Dienstag, 29. Juli 2014


Zeitbewusstsein - Teil 2 
Vom Prozess zum Dauerzustand
Bewusst werden im Sinne von Erkennen von Zusammenhängen, Werte verinnerlichen und dem Kultivieren einer positiven Lebenseinstellung, geschieht nicht einfach so nebenbei.  Es ist ein mentales Geschehen, das, soll es Früchte tragen, angeschoben werden und in Gang gehalten werden muss. Das in Gang halten  allerdings ist es, das aus temporären Zuständen einen Dauerzustand werden lässt. Der Entschluss abzunehmen, um das persönliche Idealgewicht zu erreichen, kann aus ganz verschiedenen Impulsen heraus getroffen worden sein. Der Prozess des Abnehmens bedarf dann gezielter Maßnahmen wie die Ernährung umzustellen und für mehr Bewegung zu sorgen. Hat sich das gewünschte Gewicht eingestellt, habe ich mein Ziel erreicht.

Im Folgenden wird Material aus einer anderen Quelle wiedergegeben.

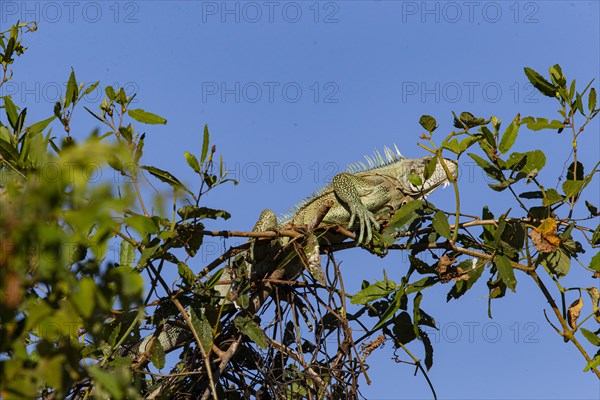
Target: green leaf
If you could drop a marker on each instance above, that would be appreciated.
(127, 255)
(594, 363)
(595, 263)
(430, 168)
(157, 355)
(83, 297)
(452, 145)
(428, 123)
(192, 161)
(110, 92)
(205, 143)
(203, 329)
(510, 135)
(405, 215)
(592, 100)
(571, 188)
(8, 151)
(551, 197)
(428, 350)
(489, 169)
(532, 195)
(188, 212)
(105, 381)
(557, 76)
(142, 224)
(186, 274)
(441, 225)
(415, 179)
(11, 111)
(251, 329)
(579, 104)
(506, 272)
(94, 114)
(91, 88)
(72, 90)
(591, 208)
(40, 126)
(575, 171)
(146, 117)
(596, 236)
(166, 177)
(393, 306)
(421, 284)
(130, 281)
(540, 83)
(536, 124)
(374, 291)
(591, 337)
(559, 262)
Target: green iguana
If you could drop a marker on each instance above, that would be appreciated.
(361, 198)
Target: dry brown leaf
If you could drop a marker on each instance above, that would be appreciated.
(544, 237)
(13, 291)
(574, 312)
(443, 263)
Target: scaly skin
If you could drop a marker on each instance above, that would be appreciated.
(361, 197)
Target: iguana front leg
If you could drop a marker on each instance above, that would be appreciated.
(348, 189)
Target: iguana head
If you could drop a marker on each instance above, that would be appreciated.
(416, 168)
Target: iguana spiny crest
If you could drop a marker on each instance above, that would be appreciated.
(364, 193)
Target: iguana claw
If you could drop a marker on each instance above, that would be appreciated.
(367, 222)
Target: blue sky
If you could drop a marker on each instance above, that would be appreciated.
(294, 91)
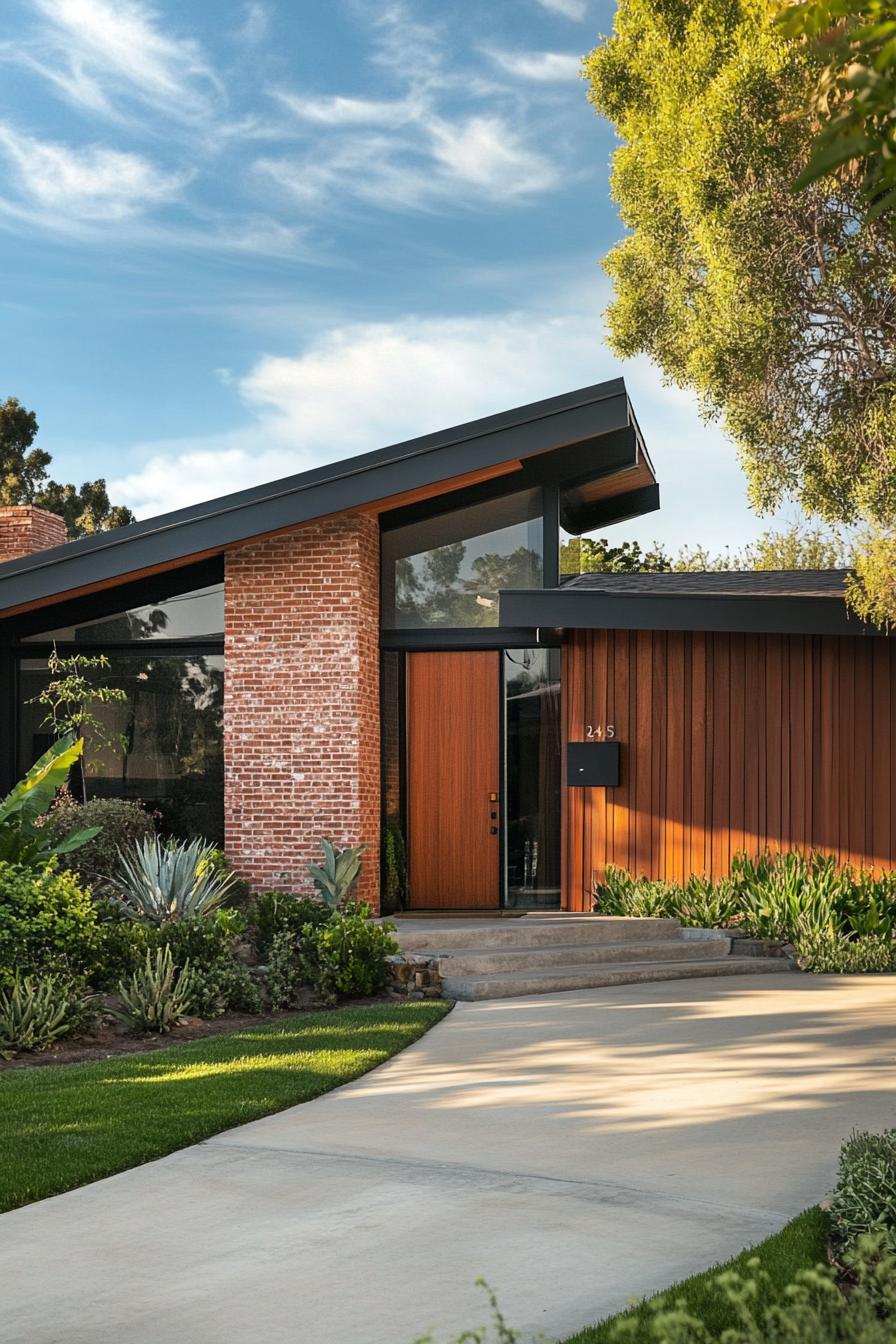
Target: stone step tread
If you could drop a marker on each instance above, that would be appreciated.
(531, 932)
(519, 983)
(566, 954)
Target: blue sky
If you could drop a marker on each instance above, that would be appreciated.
(242, 238)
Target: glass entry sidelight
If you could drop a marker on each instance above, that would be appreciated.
(532, 778)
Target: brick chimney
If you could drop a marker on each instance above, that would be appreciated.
(24, 530)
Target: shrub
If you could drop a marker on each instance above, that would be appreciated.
(704, 905)
(207, 944)
(122, 825)
(779, 893)
(394, 868)
(347, 954)
(865, 1194)
(636, 898)
(286, 969)
(868, 903)
(121, 945)
(38, 1010)
(277, 911)
(47, 922)
(335, 878)
(223, 985)
(156, 995)
(239, 891)
(160, 880)
(24, 836)
(830, 952)
(343, 956)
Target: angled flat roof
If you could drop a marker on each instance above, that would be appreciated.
(738, 601)
(580, 437)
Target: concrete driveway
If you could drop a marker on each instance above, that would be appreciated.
(572, 1149)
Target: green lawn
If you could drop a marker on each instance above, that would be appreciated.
(63, 1125)
(799, 1245)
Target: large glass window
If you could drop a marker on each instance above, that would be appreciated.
(448, 570)
(188, 616)
(532, 777)
(164, 745)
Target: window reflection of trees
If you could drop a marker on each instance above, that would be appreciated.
(433, 590)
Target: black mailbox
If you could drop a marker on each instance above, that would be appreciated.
(593, 765)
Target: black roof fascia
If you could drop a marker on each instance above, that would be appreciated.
(583, 609)
(124, 597)
(618, 508)
(523, 432)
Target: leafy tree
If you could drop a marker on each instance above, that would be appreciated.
(23, 479)
(856, 94)
(594, 554)
(775, 307)
(793, 549)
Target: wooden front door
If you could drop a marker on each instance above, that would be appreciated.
(453, 780)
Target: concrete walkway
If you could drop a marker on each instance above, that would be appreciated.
(572, 1149)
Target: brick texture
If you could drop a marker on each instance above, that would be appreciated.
(24, 530)
(301, 702)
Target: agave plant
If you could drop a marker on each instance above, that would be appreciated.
(157, 993)
(163, 880)
(23, 837)
(335, 878)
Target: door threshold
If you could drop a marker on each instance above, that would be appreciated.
(460, 913)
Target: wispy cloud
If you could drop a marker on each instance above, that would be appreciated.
(540, 66)
(364, 385)
(446, 137)
(93, 183)
(574, 10)
(106, 55)
(484, 153)
(255, 23)
(348, 112)
(435, 163)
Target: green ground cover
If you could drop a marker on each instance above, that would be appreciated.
(63, 1125)
(801, 1245)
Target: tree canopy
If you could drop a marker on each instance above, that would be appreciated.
(795, 547)
(775, 307)
(23, 479)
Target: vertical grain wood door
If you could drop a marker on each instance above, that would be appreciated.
(453, 766)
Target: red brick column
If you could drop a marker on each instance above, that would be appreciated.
(301, 702)
(24, 530)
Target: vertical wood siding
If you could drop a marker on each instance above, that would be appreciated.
(730, 742)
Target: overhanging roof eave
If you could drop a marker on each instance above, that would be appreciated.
(583, 609)
(210, 527)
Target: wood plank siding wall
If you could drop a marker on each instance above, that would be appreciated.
(730, 742)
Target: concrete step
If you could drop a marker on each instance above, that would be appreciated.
(528, 932)
(482, 961)
(595, 976)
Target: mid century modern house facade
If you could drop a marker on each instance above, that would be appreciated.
(388, 643)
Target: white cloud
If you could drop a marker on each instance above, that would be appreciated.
(102, 53)
(367, 385)
(574, 10)
(482, 152)
(540, 66)
(429, 164)
(255, 23)
(348, 112)
(93, 183)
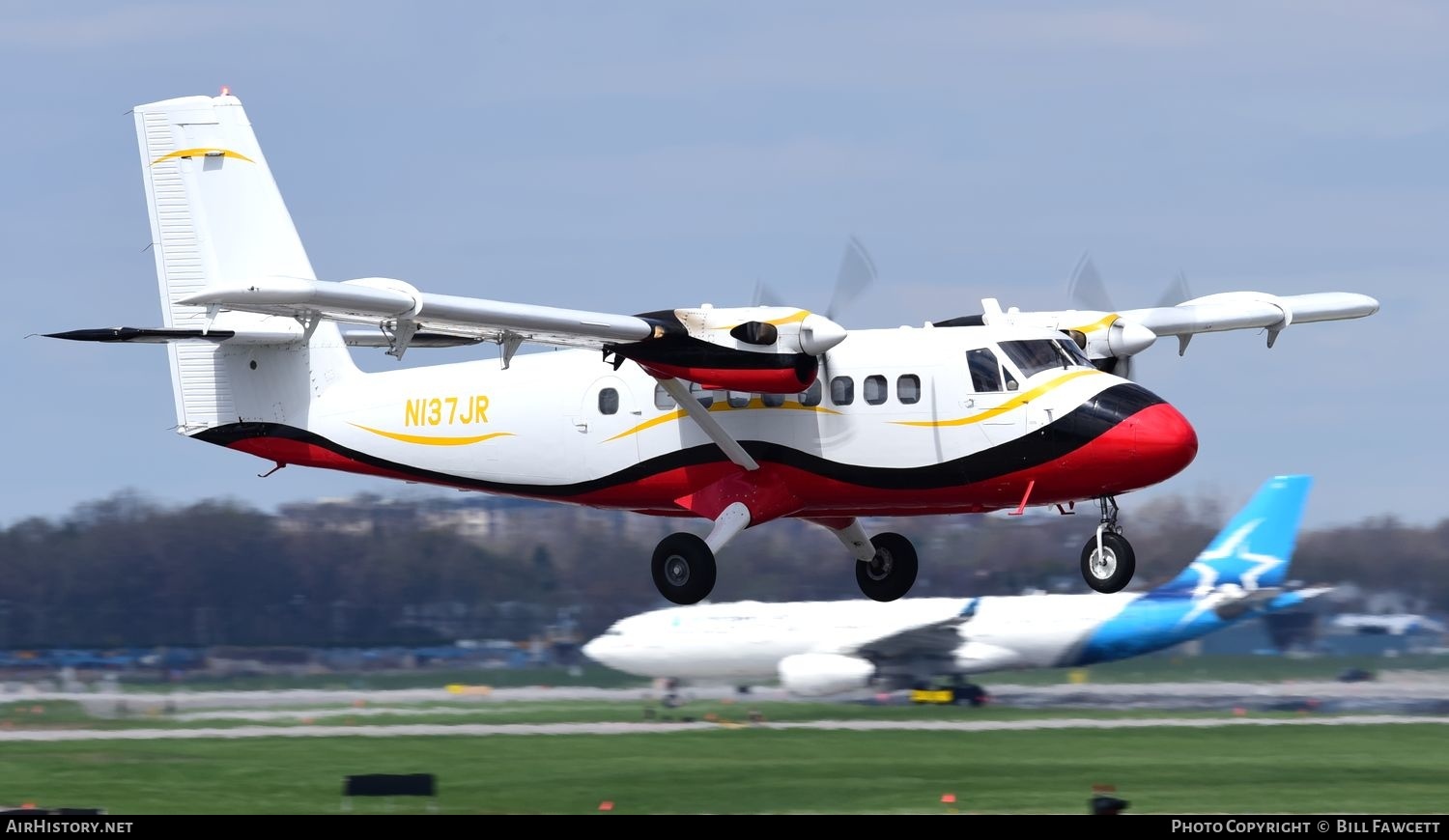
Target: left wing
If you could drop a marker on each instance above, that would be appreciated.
(929, 640)
(689, 342)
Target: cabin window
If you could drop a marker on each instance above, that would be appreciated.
(985, 370)
(907, 388)
(875, 390)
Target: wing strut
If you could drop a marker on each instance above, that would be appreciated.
(709, 425)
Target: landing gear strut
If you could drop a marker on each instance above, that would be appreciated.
(683, 568)
(684, 564)
(886, 564)
(892, 573)
(1107, 558)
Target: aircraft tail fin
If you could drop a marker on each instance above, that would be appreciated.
(217, 216)
(1255, 549)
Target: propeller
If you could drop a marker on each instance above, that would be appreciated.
(857, 272)
(1089, 292)
(855, 275)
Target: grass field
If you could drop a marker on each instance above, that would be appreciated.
(67, 714)
(1309, 770)
(1142, 669)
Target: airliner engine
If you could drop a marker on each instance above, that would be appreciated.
(820, 674)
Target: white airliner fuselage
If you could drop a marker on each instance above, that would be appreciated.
(805, 417)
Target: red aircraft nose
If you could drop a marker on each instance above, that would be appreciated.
(1164, 442)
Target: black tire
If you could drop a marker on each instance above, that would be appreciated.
(683, 568)
(1116, 567)
(892, 573)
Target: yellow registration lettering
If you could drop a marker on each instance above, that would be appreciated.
(429, 410)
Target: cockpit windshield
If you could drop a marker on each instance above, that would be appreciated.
(1037, 355)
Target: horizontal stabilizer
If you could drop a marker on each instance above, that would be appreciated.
(373, 338)
(142, 335)
(387, 301)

Ich freue mich darüber und bin motiviert. Dies ist ein momentaner Zustand. Die Natur der Zustände ist ihre begrenzte Dauer. Will ich den erreichten Zustand — mein  Idealgewicht — aufrechterhalten, also zum (neuen) Dauerzustand machen, muss ich die Maßnahmen, die mich zum Ziel geführt haben, aufrechterhalten. Tue ich das nicht und falle wieder in die zuvor geltenden Muster zurück, werde ich zunehmen und die alte Form zum neuen Status quo erheben.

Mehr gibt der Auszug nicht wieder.